Prepare the vegetables. Slice the onion thinly, and slice the carrot into thin rounds or small pieces. Divide the broccoli into bite-sized florets. (Feel free to add bell peppers for extra color if you like.)

Step 2

Step 3

Heat a little olive oil in a large frying pan or pot over low heat. Add the sliced garlic and sauté until fragrant. Once the garlic aroma is released, increase the heat to medium-high and add the onion, carrot, king oyster mushrooms, Vienna sausages, and broccoli in that order. Stir-fry quickly until the vegetables are slightly tender but still have a bit of crispness. This will enhance their texture in the final dish. Once cooked, set the sautéed ingredients aside on a plate.

Step 3

Step 4

Now, let’s make the cream sauce.
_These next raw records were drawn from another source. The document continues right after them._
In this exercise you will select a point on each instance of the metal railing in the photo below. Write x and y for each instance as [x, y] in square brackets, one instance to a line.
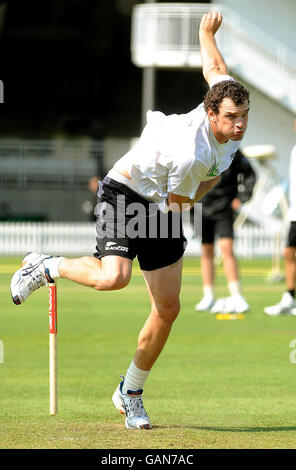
[48, 163]
[17, 239]
[166, 35]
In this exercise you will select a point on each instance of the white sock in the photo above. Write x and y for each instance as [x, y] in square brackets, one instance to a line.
[208, 290]
[53, 265]
[135, 378]
[234, 288]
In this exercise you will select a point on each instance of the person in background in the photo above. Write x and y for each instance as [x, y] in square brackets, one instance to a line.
[287, 304]
[218, 207]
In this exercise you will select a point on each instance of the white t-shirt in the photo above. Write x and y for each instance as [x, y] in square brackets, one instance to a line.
[292, 186]
[174, 154]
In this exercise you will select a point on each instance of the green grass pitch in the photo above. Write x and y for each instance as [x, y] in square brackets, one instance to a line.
[217, 384]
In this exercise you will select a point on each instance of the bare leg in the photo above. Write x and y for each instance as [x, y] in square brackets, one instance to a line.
[164, 286]
[108, 273]
[290, 267]
[207, 264]
[229, 260]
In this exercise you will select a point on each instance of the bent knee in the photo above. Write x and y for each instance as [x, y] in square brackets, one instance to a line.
[168, 311]
[113, 281]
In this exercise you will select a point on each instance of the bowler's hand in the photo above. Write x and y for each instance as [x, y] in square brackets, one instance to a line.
[210, 23]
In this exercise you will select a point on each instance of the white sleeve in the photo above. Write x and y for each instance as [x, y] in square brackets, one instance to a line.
[220, 78]
[292, 177]
[186, 182]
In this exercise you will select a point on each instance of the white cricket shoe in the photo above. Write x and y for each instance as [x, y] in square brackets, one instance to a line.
[286, 305]
[29, 277]
[205, 304]
[131, 405]
[235, 304]
[231, 304]
[219, 305]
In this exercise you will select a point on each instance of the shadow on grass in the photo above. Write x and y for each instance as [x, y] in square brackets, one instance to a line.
[231, 429]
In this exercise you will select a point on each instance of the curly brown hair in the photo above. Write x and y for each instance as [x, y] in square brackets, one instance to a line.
[226, 89]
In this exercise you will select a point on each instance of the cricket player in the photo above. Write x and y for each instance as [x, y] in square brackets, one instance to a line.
[178, 159]
[287, 304]
[218, 208]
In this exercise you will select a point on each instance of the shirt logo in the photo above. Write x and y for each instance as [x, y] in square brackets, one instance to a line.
[214, 170]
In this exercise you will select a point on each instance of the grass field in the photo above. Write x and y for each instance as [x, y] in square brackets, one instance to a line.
[217, 384]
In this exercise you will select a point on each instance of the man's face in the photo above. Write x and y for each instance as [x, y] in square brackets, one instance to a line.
[230, 123]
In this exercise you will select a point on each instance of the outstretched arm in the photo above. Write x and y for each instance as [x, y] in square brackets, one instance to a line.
[175, 202]
[212, 61]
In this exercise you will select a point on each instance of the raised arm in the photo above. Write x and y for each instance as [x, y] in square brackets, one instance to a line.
[212, 61]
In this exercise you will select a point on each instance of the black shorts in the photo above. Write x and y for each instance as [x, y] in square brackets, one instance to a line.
[217, 227]
[129, 225]
[292, 235]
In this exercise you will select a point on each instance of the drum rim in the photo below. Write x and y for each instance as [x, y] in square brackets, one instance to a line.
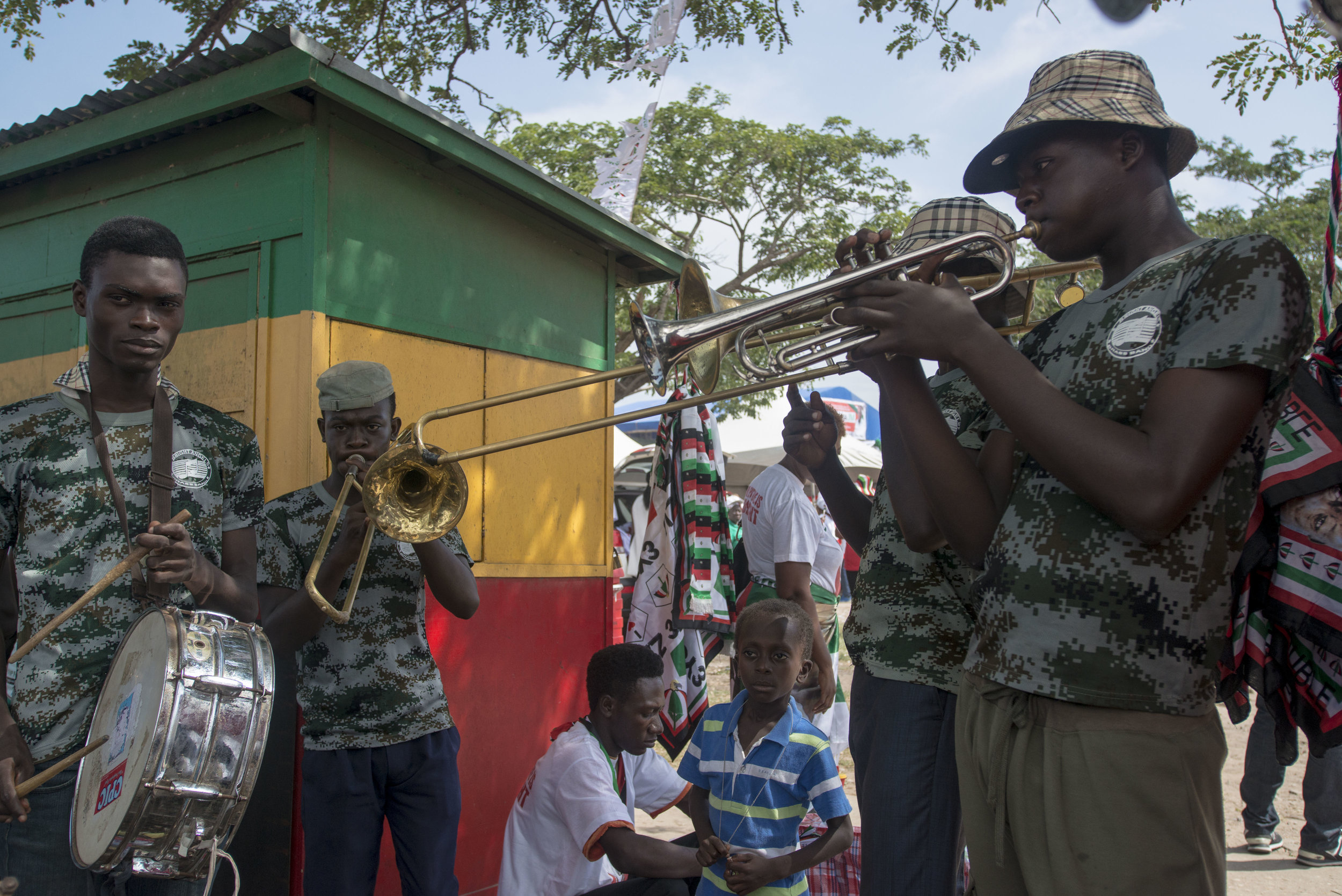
[121, 843]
In the same pan (or a clean pot), pour in 700ml of milk and 300ml of heavy cream. Add the pre-soaked tteokguk tteok. Bring to a simmer over medium-low heat, stirring constantly as the rice cakes cook and the sauce thickens. It’s crucial to keep stirring to prevent the tteok from sticking to the bottom.

Step 4

Step 5

When the rice cakes are tender and the sauce has reached a nice, thick consistency, return the sautéed vegetables and sausages to the pan. Stir everything together well. Now for the seasoning! Add 1/2 Tbsp salt, 1 Tbsp minced garlic, and a pinch of black pepper to taste. Finally, add the 300g of mozzarella cheese and the slice of cheddar cheese. Stir gently until the cheese is completely melted and the sauce is luxuriously creamy and thick. If you like a bit of heat, finely chop and add the Cheongyang pepper. Once all the ingredients are well combined, your delicious Carbonara Tteokbokki is ready to be enjoyed!